Hedge is excited to share what we’ve been working on and will be shipping soon.
HDG Staking changes
Hedge conducts most of its liquidity mining using HDG and thus a better price helps build more liquidity, which is crucial to the success of the protocol. We looked at various staking models and wanted something straightforward with more evidence of helping sustain price.
While there are more novel staking methods, the one with the most evidence of helping improve an underlying token price was token buyback staking which is why Hedge is moving to a token buyback staking model.
From a user’s perspective, HDG will continue to be able to be staked but instead of receiving a proportional revshare, users will be able to compound HDG tokens.
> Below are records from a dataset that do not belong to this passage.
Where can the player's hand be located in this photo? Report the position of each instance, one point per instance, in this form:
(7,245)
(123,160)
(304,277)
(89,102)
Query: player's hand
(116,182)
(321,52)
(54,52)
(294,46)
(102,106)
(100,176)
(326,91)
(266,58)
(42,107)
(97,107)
Every week, at a random date to avoid front-running, a buyback of HDG using all the week’s profits will be done and distributed to all stakers.
Rewards will be auto-compounding so you won’t need to continuously claim rewards which simplifies the process a lot.
We’ll be aiming to having this change live the week of November 14th though will confirm on our usual communication channels at least 1 week before.
We’ve been paying a lot of attention to recent events around price manipulation and have considered various options to avoid Hedge being exposed to bad debt while at the same time avoiding excessive liquidations.
For volatile collateral, we mostly focus on listing highly liquid assets where price manipulation is harder and thus using spot price is usually acceptable. Though as we onboard more assets, we’ll be focusing on using more oracles using either short window TWAP prices, bounding logic or some VWAP logic based on what is best for the collateral to avoid malicious manipulation. There are compromises to each approach so stay tuned for details— for e.g. TWAP can cause late liquidations so may not be ideal if we plan to offer low collateral ratios.
As always we’ll aim to rely on as many oracles as possible to price any listed asset.
LUT or Transaction V2 has been implemented on Hedge and will be made live once most wallets support this new standard.
This is important as it will greatly improve user experience interacting with Hedge as users will no longer need to sign multiple times for basic interactions, such as the stability pool or when opening a loan.